The recent surge in UK gilt yields, driven by increased Government borrowing costs, has introduced fresh volatility into financial markets, raising concerns for pension schemes across the country. Yields on 10-year Government bonds have climbed to their highest level since 2008, while 30-year bonds are at their highest point since 1998. This sharp rise means borrowing costs for the Government have significantly increased, with potential knock-on effects for pension scheme funding and risk management.
David Brooks, head of policy at independent consultancy Broadstone, said the bond market sell-off has led to “fresh volatility” but noted that improvements in the management of liability-driven investment (LDI) strategies since the 2022 yield crisis have bolstered the sector’s resilience. He commented: “The recent bond market sell-off, driven by news of record UK Government borrowing costs, has seen gilt yields surge and introduced fresh volatility into UK markets.”
Brooks added that LDI funds have been actively managing their cash positions in response to shifting investor sentiment and market fluctuations.

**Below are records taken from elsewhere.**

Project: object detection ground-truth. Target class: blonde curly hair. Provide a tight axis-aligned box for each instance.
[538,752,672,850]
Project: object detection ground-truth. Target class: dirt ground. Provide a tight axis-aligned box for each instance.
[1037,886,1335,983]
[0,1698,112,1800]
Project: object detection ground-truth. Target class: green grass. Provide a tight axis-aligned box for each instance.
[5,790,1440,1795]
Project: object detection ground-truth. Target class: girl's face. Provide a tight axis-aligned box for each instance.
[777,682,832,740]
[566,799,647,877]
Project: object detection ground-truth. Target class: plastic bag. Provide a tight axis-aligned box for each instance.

However, he pointed out that systemic risks appear to be under control. “Improvements to collateral management and waterfall structures since the 2022 yield crisis have significantly strengthened market resilience and ensured schemes are better prepared to handle fluctuations,” he said.
Despite the increased market volatility, the current high-yield environment offers potential opportunities for pension schemes to reassess and de-risk. Brooks advised trustees and sponsors to remain vigilant: “Trustees and sponsors should continue to focus on monitoring hedging levels, maintaining adequate collateral buffers, and rebalancing portfolios where appropriate. The higher-yield environment also creates opportunities to review de-risking strategies, particularly for schemes that have benefited from improved funding positions.”
In addition to monitoring hedging and collateral, Brooks highlighted the need for trustees to consider reviewing commutation factors to ensure fair value for members and to reassess covenant positions if sponsor borrowing costs have risen significantly.
The surge in gilt yields has coincided with a decline in the pound, which has dropped from $1.25 to $1.23 against the dollar over the past few days, further reflecting the uncertain economic environment.